Cada encuentro con la dentista era como un encuentro con
la mismísima muerte, pues cuando la tenía cerca, muy cerca, me daba la
sensación de que hasta sus ojos color cielo y su barbijo cubriéndole sus labios
de granate formaban parte de ese instrumental que se usaba para arrancar las
muelas del juicio o limpiar las picaduras; esa suerte de tortura que, casi
siempre, me dejaba con la piel de gallina y el cuerpo empapado en sudor.
A la hora prevista, y después de haber caminado un montón
de cuadras debido a un bloqueo de caminos, me presenté en la clínica
maldiciendo a los treinta y dos huesecillos que tenía engastados en las
mandíbulas, sin poder concebir cómo una mujer tan bella podía tener las manos
tan torpes y los nervios templados como el acero.
En fin, resignado de saber que los dientes no sólo sirven
para lucir una sonrisa o sufrir un dolor indecible, entré en el gabinete de
blancas paredes y relucientes instrumentales, con el miedo metido en las
muelas. La dentista, a poco de saludarme con indiferencia, se sentó en la silla
giratoria y me acercó la pantalla como si me fuese a descubrirme el alma en el
fondo de la boca. Me recliné sobre el sillón, mientras miraba los instrumentos
pendientes sobre mi cabeza, listos para ser introducidos en mi boca abierta de
ceja a oreja.
Aunque la lámpara reflectora me daba a los ojos, no
dejaba de mirar el aspirador de saliva, la jeringuilla de agua y aire, la
escupidera y el plato de instrumentos, donde estaban las pinzas y tenazas, desafiantes
como garras de metal.

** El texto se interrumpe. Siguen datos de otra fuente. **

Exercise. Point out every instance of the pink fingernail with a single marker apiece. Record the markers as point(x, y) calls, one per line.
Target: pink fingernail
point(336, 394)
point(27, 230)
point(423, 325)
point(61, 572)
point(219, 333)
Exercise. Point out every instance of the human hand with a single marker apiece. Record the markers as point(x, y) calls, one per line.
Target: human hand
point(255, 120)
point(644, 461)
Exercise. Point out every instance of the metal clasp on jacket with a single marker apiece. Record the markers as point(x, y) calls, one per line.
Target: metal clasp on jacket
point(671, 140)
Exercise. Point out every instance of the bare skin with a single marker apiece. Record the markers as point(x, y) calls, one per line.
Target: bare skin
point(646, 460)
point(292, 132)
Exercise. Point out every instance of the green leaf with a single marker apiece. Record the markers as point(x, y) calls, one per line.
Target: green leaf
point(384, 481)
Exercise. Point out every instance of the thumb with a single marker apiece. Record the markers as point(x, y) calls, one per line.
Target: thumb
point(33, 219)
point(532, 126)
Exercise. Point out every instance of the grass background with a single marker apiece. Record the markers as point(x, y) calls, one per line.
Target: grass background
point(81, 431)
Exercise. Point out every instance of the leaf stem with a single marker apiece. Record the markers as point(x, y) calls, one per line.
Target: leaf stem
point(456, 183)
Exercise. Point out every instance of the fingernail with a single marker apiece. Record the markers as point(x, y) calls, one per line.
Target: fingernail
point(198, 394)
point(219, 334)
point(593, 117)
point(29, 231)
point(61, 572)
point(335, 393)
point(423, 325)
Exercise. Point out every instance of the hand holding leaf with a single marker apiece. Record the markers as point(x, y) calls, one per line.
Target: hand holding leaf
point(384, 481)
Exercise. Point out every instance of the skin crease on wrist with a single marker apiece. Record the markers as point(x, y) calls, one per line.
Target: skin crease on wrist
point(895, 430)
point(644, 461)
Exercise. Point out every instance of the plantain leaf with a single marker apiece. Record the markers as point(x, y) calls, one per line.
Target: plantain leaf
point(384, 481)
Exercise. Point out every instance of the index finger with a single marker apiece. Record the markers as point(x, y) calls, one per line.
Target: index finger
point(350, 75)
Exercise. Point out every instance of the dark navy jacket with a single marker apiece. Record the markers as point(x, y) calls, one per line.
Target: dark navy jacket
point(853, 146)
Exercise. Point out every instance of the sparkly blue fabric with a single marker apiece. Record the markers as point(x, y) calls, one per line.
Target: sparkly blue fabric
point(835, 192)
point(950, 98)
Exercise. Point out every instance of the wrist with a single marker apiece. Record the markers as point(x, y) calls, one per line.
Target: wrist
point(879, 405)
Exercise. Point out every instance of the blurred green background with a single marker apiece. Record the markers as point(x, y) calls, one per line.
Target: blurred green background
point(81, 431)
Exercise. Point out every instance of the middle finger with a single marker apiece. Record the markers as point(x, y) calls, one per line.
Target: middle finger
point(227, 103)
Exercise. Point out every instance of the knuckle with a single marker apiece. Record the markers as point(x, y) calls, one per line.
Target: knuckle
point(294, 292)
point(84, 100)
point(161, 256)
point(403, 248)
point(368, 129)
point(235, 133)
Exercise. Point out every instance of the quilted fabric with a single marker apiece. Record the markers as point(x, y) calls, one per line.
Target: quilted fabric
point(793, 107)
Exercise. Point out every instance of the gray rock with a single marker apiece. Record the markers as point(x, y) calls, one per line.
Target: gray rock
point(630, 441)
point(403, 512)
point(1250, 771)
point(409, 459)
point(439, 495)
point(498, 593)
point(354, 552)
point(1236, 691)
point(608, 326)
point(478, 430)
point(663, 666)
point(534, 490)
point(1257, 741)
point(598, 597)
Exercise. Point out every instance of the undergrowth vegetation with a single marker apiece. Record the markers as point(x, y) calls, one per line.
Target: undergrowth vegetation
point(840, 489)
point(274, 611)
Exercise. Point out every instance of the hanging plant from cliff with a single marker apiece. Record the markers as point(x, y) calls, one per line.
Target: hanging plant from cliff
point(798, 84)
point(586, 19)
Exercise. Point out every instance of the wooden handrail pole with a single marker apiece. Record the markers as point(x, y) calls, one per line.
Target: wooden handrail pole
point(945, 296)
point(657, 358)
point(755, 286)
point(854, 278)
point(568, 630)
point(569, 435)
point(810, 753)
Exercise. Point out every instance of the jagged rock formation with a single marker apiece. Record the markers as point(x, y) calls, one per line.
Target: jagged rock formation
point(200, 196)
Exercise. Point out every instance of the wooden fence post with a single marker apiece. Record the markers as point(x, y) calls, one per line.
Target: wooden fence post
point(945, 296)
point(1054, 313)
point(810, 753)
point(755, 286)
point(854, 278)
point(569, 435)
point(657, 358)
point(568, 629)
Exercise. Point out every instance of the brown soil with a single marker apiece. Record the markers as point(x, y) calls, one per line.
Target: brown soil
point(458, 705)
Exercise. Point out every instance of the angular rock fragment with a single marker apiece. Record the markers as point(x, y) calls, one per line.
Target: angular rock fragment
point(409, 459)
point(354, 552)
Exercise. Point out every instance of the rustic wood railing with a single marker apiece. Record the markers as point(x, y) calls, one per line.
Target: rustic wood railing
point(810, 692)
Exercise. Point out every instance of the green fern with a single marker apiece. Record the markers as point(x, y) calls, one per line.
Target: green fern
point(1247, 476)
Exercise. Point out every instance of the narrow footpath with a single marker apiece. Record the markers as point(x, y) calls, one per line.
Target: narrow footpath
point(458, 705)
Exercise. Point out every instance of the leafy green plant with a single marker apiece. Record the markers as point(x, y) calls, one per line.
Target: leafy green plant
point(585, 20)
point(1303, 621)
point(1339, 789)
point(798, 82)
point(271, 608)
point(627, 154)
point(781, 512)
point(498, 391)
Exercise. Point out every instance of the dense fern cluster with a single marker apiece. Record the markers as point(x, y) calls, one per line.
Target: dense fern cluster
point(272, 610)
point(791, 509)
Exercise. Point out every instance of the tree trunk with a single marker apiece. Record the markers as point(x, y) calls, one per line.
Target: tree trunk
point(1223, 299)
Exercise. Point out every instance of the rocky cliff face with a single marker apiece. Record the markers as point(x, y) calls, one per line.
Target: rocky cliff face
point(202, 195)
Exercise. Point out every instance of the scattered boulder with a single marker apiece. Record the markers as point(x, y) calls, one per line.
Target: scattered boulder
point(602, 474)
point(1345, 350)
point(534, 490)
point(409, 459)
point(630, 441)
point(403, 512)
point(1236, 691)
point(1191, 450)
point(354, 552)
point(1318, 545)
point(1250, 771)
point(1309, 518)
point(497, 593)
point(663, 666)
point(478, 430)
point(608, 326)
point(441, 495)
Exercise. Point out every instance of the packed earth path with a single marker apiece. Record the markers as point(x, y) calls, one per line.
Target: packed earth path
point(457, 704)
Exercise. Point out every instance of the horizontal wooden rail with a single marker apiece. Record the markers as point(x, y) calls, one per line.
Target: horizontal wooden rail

Cuando la dentista me introdujo la lámpara endoscópica y
me escarbó los dientes de muela a muela, sentí la primera violación
odontológica, después vino todo lo demás: la radiografía y los ganchos que, una
vez sujetos en los carrillos, me mantuvieron igual que al pez cogido por el
anzuelo. La fresa chirriante chocó contra la pulpa de mi muela comida por la
caries, y yo, al límite de perder la razón, me salí de mí mismo, hasta que
sentí que la dentista me aplicó una amalgama que más parecía una masa de
dinamita en el agujero de una roca abierta por el taladro.
Al cabo de media hora, cuando me levanté de la silla,
enjugándome el sudor que me brotó en la frente, la dentista se acercó al
escritorio y me extendió un papelito junto al cual debía cancelar por la
consulta. Yo aparté la mirada intentando esconder las lágrimas y, sin poder
mover la mandíbula, me alejé por el pasillo, cabizbajo y pensando en que nada
es gratis en este mundo, ni la tortura del dentista ni el maldito dolor de
muelas.
Al fin y al cabo, retorné a mi rutina diaria, pero sin
dejar de recordar las palabras de mi madre, quien, alguna vez que me vio
mirándome las muelas en el espejo, suspiró a mis espaldas, como soplándome en
la nuca, y dijo: los dientes son como los colmillos de los animales salvajes,
duelen cuando salen y cuando se pierden, pero sirven para comer.